German anatomist (1724–1774)

Johann Friedrich Meckel the Elder (31 July 1724 – 18 September 1774) was a German anatomist born in Wetzlar. He often has "the Elder" appended to his name to avoid confusion with his famous grandson Johann Friedrich Meckel (1781–1833), who was also an anatomist and often has "the Younger" included with his name. The elder Meckel's son, Philipp Friedrich Theodor Meckel (1755–1803) and another grandson, August Albrecht Meckel (1790–1829) were also anatomists.

Meckel earned his medical doctorate from the University of Göttingen in 1748, and in his thesis, "Tractatus anatomico physiologicus de quinto pare nervorum cerebri", he documented his discovery of the submandibular ganglion. Subsequently, he moved to Berlin, where he worked as a prosector and taught classes on midwifery. In 1751 he became a professor of anatomy, botany and obstetrics.
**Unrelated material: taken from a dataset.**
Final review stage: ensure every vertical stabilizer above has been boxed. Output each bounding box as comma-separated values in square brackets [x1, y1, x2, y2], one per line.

In 1773, Meckel was elected a foreign member of the Royal Swedish Academy of Sciences.

==Eponyms==
Meckel has a number of anatomical eponyms associated with him:
- Meckel's space or Meckel's cave: A cavity in the dura mater over the petrous portion of the temporal bone that covers the trigeminal ganglion.
- Meckel's ganglion: better known as the sphenopalatine ganglion, which is a small parasympathetic ganglion in the upper part of the sphenomaxillary fissure giving off nerves to the eyes, nose, and palate.
- Meckel's ligament: a portion of the anterior ligament that fastens the malleus to the wall of the tympanic membrane. This structure may be named after Meckel's son, Philipp Friedrich Theodor Meckel.
Meckel's cave was described by Meckel in his undergraduate dissertation on the trigeminal nerve.

==Collection==
During his career, Meckel began an anatomical collection that was continued by his son and grandson. The collection includes mummified parts of the body, organs, skeletons and skulls, zoological as well as human anatomy. The collection also contains teratological specimens, including a complete situs inversus from the 18th century. Today the Meckelsche Sammlungen (Meckel Collection) has approximately 7000 exhibits and is housed at the Martin Luther University of Halle-Wittenberg in Halle.